Vingt-septième chapitre

16 4 1
                                    

Juillet 2193 - Aged'Octave - 52


Le commandant Meglio menait une division de cent-cinquante mille hommes. Sa mission consistait à tenir cinquante kilomètres de frontière, au-devant du quartier de Berlin en Europôle.

Par une heure matinale de juillet, il fit convoquer une unité de la légion irlandaise dans une salle de briefing de la grande muraille.

Mettant en scène sa tension habituelle, il faisait les cent pas sur l'estrade, tandis que les militaires s'installaient en silence dans les tribunes. La cadence de ses bottes sur le bois suggérait aux conscrits de ne pas trainer.

Octave choisi un banc au fond, et attendit sur ses gardes que le commandant n'entame sa déclaration. Tout cela lui aurait semblé routinier, si ce n'avait pas été le commandant en personne qui s'était présenté à la piétaille.

Meglio cessa de marcher à la seconde précise du début prévu de réunion, et dévisagea l'ensemble de son auditoire avec sévérité.

― Unité Murat de la légion irlandaise ! On m'a rapporté que le colmatage continuait de poser problème sur votre périmètre. Notre muraille a beau faire quarante mètres de haut, son blindage n'est pas indestructible. Le colmatage immédiat après un raid aérien est primordial, sans quoi elle ressemblera bientôt à un gruyère !

Des murmures contestataires parcoururent les rangs du millier de soldats.

— On dit oui commandant ! rugit-il.

— Oui commandant ! répondirent-ils tous comme un seul homme.

— Ce n'est pas pour vous parler de cela que je suis venu... On est entrés dans une guerre d'usure. Notre muraille mobile a beaucoup reculé, mais elle retient les forces russes depuis six ans.
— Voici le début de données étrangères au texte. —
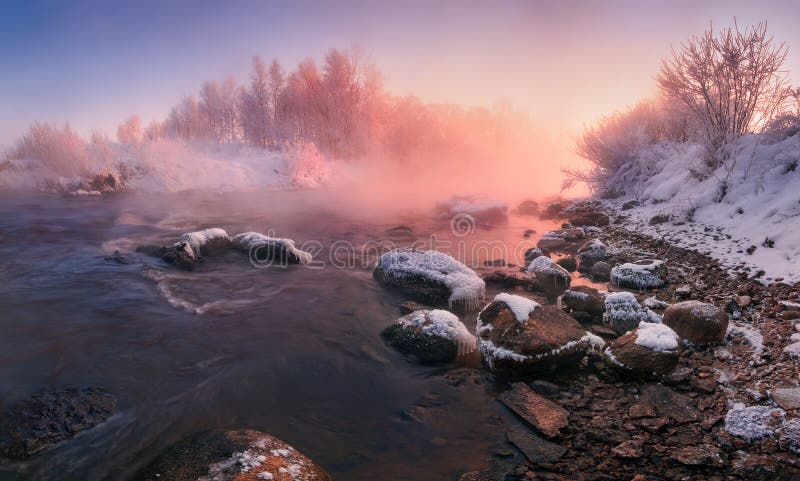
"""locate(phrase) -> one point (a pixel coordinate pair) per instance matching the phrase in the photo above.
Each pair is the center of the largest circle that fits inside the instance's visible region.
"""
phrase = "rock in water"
(517, 336)
(601, 271)
(623, 312)
(642, 275)
(193, 246)
(649, 349)
(432, 336)
(552, 278)
(697, 322)
(589, 254)
(536, 449)
(237, 455)
(541, 413)
(431, 277)
(265, 250)
(47, 418)
(584, 299)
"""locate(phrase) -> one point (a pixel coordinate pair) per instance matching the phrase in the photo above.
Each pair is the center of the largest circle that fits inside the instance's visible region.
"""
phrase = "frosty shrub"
(616, 141)
(60, 150)
(732, 82)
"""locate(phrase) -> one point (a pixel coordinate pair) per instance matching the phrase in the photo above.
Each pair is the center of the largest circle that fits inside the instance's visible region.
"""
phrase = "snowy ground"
(756, 225)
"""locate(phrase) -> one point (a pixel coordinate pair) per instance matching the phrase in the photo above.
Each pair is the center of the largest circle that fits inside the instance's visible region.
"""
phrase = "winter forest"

C'est grâce à nous si les bombardiers russes sont encore interceptés avant d'arriver sur l'Angleterre, mais on ne peut plus reculer ! Il faut avancer, et c'est dans cette optique que ce matin, notre état-major nous a donné l'ordre que nous attendions ! Pour la plupart d'entre vous, ce sera un baptême du feu : tous n'en reviendront pas ! Le russe est mon ennemi !

― Le russe est mon ennemi ! répéta machinalement la salle.

Comme les autres, Octave avait prononcé cette phrase sans même y réfléchir, mais dans son esprit, raisonnait plutôt le terrible présage que le commandant avait évoqué : une sortie.

― Je vais maintenant vous passer une holographie. Regardez bien attentivement.

Les lumières s'éteignirent dans la grande pièce et aussitôt, le cri strident d'une femme épouvantée résonna, faisant sursauter la moitié des soldats. Son hologramme apparut au milieu d'une scène de guerre, malmenée par un homme en uniforme russe. Celui-ci l'attrapa par les cheveux pour la trainer sur une route bétonnée, vers l'entrée d'un immeuble délabré. La femme tentait désespérément de se relever à reculons pour échapper à la douleur de la tractation, mais en vain.

Le russe en gros plan se fendait d'un sourire pervers destiné à le rendre détestable. Les images comme les personnages n'étaient probablement pas réels, car pour ce qu'en savait Octave, aucune ville habitée n'était encore tombée aux mains des russes.

Ce genre de scène, faisait partie intégrante de sa routine. La plupart des soldats avaient conscience de leur conditionnement mental à haïr l'ennemi, mais le savoir n'atténuait en rien l'effet du procédé.

― Répétez après moi, fit le commandant lorsque les lumières se rallumèrent. Le mur est mon abri. Le russe est mon ennemi !

Tous répétèrent en cœur, avec plus d'entrain que la première fois.